Every so often, someone asks me for a Portal reading list to come up to speed on what we know about the site. This seems like a simple questions, but it is actually pretty difficult. We define a “Portal Paper” as a paper using data collected at the study site (whether or not Portal Project people were involved), or data collected near the study site if that data was collected by the project or with substantive assistance from our project. Over the years, the site has contributed to over 120 papers and book chapters (our current estimate is 123, but we still find older papers that we didn’t know existed).

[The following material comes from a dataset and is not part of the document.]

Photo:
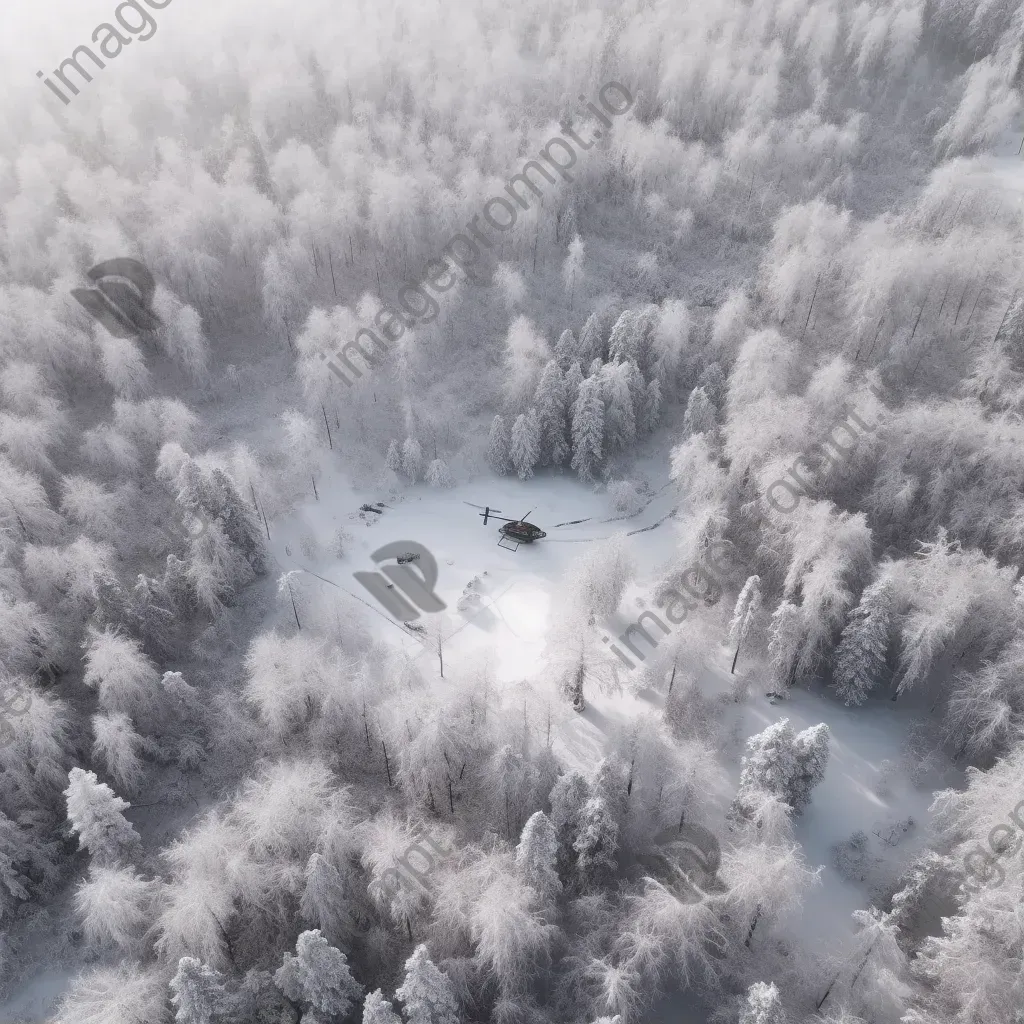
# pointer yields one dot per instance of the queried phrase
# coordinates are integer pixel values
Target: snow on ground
(510, 626)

How the Portal Data is used has been changing in recent years. Historically, most papers were by people affiliated with the group. As we’ve blogged about before, starting in 2009 we have been working on making our data openly available through number of venues. We post all of our data on the Portal GitHub Repo and we have also published two Data Papers through Ecology’s Ecological Archives. The nice thing about Data Papers is that they are indexed and cited just like regular scholarly papers, which is important because it allows us to 1) document that the Portal Project is a valuable scientific resource to the community (which theoretically may be helpful on grant applications) and 2) let us here at the Portal Project keep informed of results coming out of the site that we’re not involved in. So, how are scientists, external to our group, using our openly available data? Google Scholar lists 22 citations between the 2 data papers. (For the non-academics, citing other papers is in our own papers is an important part of scientific publishing. It allows us to give credit to those whose ideas, data, or methods we are working with. It also allows to us provide proof or support that statements we make in our papers are supported by things other people have been finding. Google Scholar is a database that keeps track of these citations). Here’s the breakdown of what Google Scholar says has been citing our Data Papers:
All the site focused research (papers that use our data as the primary focus of their analysis) was done by or in collaboration with someone affiliated with the project. If other researchers are using our data, so far they tend to either use it as part of a meta-analysis (i.e. as one of many data points in the analysis) or to make a figure for their statistical or conceptual paper that has an empirical example of what they are talking about. (Three papers cite a Data Paper for reasons that defy classification. After reading their paper I have no idea why they cited us)! This number of citations listed by Google Scholar is probably a little lower than the database’s actual use in papers because data citations for meta-analyses often get shoved off into the supplementary materials and are not indexed by Google Scholar as a result. Our usage in meta-analyses is probably higher, but it is unlikely that we’ve missed a paper focused solely on data from our site.
We are hoping to increase Portal’s usability and we have some things in the works, which we will blog about later, that we hope will make it easier for people to get the data they need to use Portal as part of their analyses. We love seeing the data used but know that the history of the site and all the manipulation changes can make it difficult to figure out how to extract the data you need.